Oh, yeah, and there was a gingerbread room. That was kinda fun - to see all the gingerbread houses. My favorite was a replica of a church from (Switzerland?) that the artist's grandfather had attended.
- -Sing Christmas songs - Around a tree, outside, around your table, in your living room, wherever. It doesn't matter where. It will lift your spirit. Music is powerful. One of my favorite activities with my family is singing. At Christmas time we love to sit around the tree and sing Christmas carols together.
- -Make a fun meal together. It doesn't have to be fancy. Pancakes - add red OR green food coloring and suddenly they are Christmasy! Try drizzling the pancake batter in Christmas shapes. Look on google or pinterest for fun, easy, festive food ideas.
- -Make Christmas or winter crafts - google this if you don't have any ideas. There are a billion and one things to do out there!
- -Play with your children - the gift of time and attention is so valuable. Your children may or may not remember the exact experience, but they will value the relationship you build with them and that is more important to remember. Your children/teenagers may not act like it is cool, but they will know you love them.

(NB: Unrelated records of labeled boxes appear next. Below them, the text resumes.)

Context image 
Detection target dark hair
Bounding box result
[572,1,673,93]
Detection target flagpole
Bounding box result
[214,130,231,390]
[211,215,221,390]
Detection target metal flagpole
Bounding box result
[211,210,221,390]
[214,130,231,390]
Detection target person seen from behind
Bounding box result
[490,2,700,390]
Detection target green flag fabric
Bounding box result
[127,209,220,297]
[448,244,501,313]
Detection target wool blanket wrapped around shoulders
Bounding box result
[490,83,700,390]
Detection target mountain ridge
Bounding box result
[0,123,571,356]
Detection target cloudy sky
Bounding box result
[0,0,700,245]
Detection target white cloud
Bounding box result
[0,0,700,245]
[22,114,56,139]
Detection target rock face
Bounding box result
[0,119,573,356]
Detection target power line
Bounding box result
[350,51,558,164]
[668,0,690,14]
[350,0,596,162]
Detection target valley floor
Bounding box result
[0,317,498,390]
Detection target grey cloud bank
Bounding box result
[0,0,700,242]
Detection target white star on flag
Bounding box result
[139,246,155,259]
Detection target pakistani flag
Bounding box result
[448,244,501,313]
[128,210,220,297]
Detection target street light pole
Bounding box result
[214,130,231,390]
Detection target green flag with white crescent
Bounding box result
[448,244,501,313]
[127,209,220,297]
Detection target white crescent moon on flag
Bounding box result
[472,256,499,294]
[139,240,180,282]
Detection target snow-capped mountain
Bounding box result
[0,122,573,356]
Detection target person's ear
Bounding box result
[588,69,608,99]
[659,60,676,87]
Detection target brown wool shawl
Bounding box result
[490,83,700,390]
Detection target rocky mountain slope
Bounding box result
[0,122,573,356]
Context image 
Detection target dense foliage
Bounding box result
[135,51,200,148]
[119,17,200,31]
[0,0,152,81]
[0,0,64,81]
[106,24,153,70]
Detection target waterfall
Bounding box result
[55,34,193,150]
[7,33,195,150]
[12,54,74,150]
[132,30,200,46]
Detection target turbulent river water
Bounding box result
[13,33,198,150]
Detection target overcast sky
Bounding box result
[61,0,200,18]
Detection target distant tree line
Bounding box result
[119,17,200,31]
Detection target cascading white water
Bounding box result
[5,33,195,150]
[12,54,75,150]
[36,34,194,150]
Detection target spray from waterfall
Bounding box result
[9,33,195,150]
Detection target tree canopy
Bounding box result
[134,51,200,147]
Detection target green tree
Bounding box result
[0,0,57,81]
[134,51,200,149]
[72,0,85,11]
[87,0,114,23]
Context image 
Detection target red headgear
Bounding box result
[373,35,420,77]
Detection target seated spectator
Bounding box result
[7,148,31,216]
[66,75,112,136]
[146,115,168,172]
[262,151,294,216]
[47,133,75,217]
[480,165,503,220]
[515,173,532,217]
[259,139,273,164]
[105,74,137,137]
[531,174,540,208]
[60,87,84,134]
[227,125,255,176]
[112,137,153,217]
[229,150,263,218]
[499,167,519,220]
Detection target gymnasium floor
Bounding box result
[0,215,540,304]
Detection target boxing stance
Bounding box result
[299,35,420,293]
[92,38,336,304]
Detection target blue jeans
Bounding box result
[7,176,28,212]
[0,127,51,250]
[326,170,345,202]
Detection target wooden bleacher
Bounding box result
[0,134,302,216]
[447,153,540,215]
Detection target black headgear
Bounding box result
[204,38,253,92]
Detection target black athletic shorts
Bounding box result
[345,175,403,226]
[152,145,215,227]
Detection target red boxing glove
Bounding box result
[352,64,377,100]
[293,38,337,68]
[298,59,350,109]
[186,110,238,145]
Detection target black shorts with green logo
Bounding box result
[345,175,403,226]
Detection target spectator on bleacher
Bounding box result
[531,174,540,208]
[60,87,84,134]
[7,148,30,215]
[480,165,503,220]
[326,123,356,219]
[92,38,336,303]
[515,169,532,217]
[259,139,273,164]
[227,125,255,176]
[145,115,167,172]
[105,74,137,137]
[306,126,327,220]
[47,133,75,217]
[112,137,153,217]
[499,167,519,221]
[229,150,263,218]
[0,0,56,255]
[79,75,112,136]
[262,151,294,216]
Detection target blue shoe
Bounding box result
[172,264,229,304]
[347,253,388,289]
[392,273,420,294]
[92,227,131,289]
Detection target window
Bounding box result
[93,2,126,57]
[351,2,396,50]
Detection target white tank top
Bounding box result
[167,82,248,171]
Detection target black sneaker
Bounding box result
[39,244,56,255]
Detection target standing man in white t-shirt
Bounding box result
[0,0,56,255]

- -Go do something together - go to the movies, go sledding, build a pillow and blanket fort, carol at a nursing home, play in the snow, do a snow dance if you don't have snow but want it, anything! Just go do something with your family. Let your family members know you love them and love to spend time with them.

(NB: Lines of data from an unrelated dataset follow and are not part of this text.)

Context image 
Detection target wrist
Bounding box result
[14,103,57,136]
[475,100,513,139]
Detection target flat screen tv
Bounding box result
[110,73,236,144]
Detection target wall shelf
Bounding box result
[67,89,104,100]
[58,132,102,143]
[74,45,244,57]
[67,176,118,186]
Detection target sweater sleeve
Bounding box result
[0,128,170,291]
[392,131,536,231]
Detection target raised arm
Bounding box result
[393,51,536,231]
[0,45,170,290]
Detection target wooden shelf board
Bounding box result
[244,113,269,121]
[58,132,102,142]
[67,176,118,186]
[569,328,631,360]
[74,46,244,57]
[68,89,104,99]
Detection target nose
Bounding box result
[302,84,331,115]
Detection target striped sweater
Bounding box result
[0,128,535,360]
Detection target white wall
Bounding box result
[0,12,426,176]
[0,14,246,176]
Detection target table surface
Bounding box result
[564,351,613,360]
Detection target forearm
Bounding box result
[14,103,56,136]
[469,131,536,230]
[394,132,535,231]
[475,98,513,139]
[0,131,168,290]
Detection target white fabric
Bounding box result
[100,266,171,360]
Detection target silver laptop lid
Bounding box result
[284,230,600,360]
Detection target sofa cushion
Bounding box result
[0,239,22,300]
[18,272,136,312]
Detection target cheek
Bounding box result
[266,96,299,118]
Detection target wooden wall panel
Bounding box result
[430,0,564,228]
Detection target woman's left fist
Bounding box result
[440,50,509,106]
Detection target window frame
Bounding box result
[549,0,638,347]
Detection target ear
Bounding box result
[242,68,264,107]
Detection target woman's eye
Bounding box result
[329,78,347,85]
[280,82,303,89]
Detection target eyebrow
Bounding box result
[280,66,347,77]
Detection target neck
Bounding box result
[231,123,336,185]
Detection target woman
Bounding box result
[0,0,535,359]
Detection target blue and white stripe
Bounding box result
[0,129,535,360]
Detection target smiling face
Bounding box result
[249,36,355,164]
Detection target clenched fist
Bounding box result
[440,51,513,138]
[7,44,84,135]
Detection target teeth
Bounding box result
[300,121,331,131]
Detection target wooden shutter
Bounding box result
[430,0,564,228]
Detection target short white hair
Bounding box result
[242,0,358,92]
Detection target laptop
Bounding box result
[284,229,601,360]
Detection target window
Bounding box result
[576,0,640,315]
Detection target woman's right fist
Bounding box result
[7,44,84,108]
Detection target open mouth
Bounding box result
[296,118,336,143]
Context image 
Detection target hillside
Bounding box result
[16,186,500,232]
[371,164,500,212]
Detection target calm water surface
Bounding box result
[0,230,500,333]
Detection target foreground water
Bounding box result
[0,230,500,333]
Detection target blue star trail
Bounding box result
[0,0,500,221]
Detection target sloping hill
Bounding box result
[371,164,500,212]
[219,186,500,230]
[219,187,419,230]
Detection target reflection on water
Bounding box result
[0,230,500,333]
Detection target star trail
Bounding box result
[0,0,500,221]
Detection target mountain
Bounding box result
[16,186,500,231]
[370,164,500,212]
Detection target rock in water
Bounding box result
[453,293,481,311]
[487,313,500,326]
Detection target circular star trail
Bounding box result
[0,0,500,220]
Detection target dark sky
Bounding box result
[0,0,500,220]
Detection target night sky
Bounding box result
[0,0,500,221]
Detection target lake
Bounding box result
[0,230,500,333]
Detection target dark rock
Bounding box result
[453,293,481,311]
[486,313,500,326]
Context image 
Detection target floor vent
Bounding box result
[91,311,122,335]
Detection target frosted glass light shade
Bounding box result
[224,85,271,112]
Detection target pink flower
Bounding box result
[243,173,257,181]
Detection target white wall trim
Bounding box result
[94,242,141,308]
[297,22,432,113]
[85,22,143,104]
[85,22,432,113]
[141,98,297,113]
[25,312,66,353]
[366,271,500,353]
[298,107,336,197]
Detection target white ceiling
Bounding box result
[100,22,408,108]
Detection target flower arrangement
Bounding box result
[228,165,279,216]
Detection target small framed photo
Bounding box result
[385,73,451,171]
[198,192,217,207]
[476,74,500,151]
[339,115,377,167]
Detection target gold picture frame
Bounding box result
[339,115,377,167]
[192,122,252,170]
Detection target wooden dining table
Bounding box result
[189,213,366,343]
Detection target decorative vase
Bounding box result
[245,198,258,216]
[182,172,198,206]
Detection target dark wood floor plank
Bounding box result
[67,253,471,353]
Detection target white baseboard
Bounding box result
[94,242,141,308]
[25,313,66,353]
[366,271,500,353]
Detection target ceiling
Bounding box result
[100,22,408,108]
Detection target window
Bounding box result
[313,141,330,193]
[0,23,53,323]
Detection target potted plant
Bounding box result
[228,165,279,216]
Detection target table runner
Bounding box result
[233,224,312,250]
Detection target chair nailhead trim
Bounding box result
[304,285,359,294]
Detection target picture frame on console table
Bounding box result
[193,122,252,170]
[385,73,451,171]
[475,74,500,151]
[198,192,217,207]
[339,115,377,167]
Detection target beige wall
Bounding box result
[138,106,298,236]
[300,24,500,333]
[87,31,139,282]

- -Sit and talk together - about anything. Make up stories, tell why you love each other, talk about school, work, play, home, build plans together, talk about your dreams and wishes, etc... Listen, too. Part of having a good conversation is being an engaged listener.

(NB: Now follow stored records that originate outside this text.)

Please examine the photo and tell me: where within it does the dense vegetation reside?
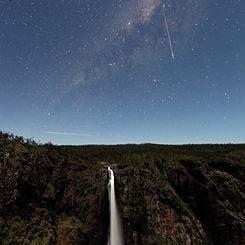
[0,132,245,244]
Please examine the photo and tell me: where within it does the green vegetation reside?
[0,132,245,245]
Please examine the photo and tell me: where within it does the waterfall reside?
[108,167,123,245]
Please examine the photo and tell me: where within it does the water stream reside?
[108,167,123,245]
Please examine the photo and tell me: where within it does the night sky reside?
[0,0,245,144]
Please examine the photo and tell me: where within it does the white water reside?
[108,167,123,245]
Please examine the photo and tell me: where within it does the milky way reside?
[0,0,245,144]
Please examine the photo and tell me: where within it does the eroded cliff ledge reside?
[0,134,245,245]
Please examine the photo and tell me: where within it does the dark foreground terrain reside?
[0,133,245,245]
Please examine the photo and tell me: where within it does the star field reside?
[0,0,245,144]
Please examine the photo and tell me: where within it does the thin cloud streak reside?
[44,131,92,137]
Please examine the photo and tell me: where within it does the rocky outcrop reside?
[116,160,245,245]
[0,135,245,245]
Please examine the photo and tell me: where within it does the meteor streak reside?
[162,4,175,60]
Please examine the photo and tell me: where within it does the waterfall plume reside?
[108,167,123,245]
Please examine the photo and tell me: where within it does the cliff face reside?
[0,137,245,245]
[116,160,245,244]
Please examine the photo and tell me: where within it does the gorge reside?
[0,134,245,245]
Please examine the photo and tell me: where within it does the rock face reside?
[116,160,245,245]
[0,135,245,245]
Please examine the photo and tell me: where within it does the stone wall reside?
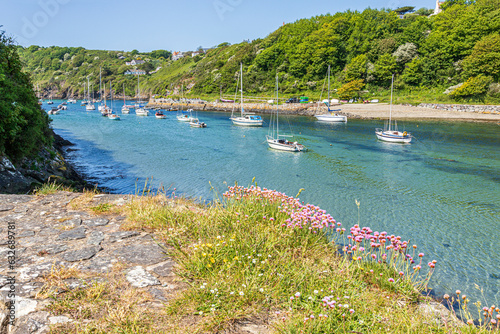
[418,103,500,114]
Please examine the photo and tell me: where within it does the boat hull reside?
[177,115,191,122]
[375,129,412,144]
[266,136,305,152]
[230,117,264,126]
[314,114,347,123]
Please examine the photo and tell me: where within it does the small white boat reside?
[155,110,167,119]
[266,75,306,152]
[135,107,149,116]
[314,65,347,123]
[375,74,412,144]
[229,63,264,126]
[189,118,207,128]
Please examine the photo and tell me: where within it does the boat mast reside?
[240,63,244,116]
[276,73,280,139]
[327,65,330,111]
[387,73,394,131]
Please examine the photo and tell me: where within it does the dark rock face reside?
[0,130,85,194]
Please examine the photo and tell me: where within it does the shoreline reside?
[147,100,500,123]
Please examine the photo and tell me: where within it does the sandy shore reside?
[340,103,500,122]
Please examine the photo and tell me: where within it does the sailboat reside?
[97,67,106,112]
[266,74,305,152]
[314,65,347,122]
[101,85,113,117]
[176,86,193,122]
[108,81,120,121]
[122,83,130,114]
[189,112,207,128]
[230,63,264,126]
[135,74,148,116]
[85,77,95,111]
[375,74,412,144]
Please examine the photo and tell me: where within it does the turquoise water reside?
[44,103,500,305]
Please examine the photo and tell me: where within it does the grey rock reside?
[83,218,109,227]
[148,260,175,277]
[61,218,82,227]
[18,261,66,281]
[57,226,86,240]
[125,266,160,288]
[0,204,14,212]
[63,246,102,262]
[114,244,166,265]
[87,231,104,246]
[17,231,35,238]
[148,288,168,302]
[109,231,140,242]
[78,255,116,273]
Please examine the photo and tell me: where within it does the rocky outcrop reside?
[0,130,85,194]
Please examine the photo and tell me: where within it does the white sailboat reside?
[135,74,149,116]
[230,63,264,126]
[122,83,130,114]
[176,86,193,122]
[108,81,120,121]
[266,74,305,152]
[375,74,412,144]
[97,67,106,112]
[85,77,95,111]
[314,65,347,123]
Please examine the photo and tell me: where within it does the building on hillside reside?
[124,69,146,75]
[125,59,145,66]
[172,51,184,60]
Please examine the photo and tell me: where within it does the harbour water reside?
[48,102,500,305]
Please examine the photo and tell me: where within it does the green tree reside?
[0,31,52,161]
[345,54,368,82]
[449,74,493,100]
[374,53,397,87]
[462,33,500,82]
[337,79,365,100]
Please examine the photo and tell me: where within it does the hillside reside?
[20,0,500,103]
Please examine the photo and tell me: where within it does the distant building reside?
[125,59,145,66]
[172,51,184,60]
[124,70,146,75]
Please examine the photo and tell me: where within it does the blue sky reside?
[0,0,435,51]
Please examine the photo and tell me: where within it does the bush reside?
[449,74,493,100]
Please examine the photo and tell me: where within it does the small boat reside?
[375,74,412,144]
[122,84,130,114]
[314,65,347,123]
[229,63,264,126]
[266,74,305,152]
[189,117,207,128]
[155,110,167,119]
[47,107,59,115]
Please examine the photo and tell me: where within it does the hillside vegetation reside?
[20,0,500,103]
[0,26,52,162]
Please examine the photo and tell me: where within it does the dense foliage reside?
[17,0,500,102]
[0,31,52,161]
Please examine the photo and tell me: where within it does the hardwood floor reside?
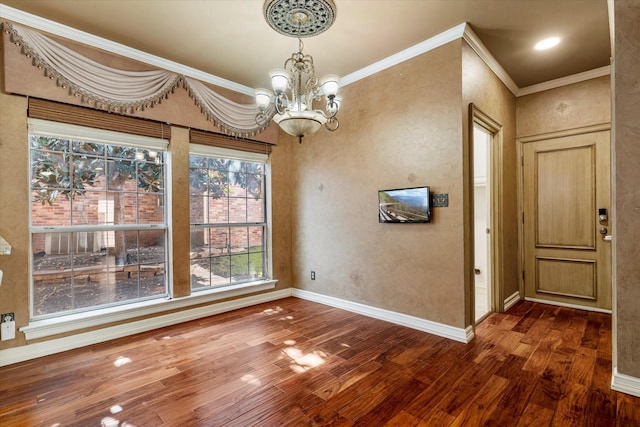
[0,298,640,427]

- -Make a new Christmas treat together - Peppermint bark is really easy and delicious! All it takes is white chocolate and candy canes. Melt the chocolate, crush the canes and mix. Let it dry and voila! yum. (It's not an exact science, but 1/2 pound bark to 12 candy canes is a good starting ratio.) Caramel or candy popcorn, fudge, whatever tickles your fancy!
- Christmas Pin Art - If your child is old enough to do this on his own, great. If he needs a little help, great. Sketch/draw a Christmas (or not Christmas) picture on a paper. Put it on the carpet or other soft place. Using a pin, paperclip, pen, or pencil... poke holes through your outlines. When you are finished, hold it up in front of a light or lamp and see the picture shine! (Really, all you need is outlines. If you feel really inadequate drawing, print or trace a picture on white paper and put your dark paper underneath before you make the holes.)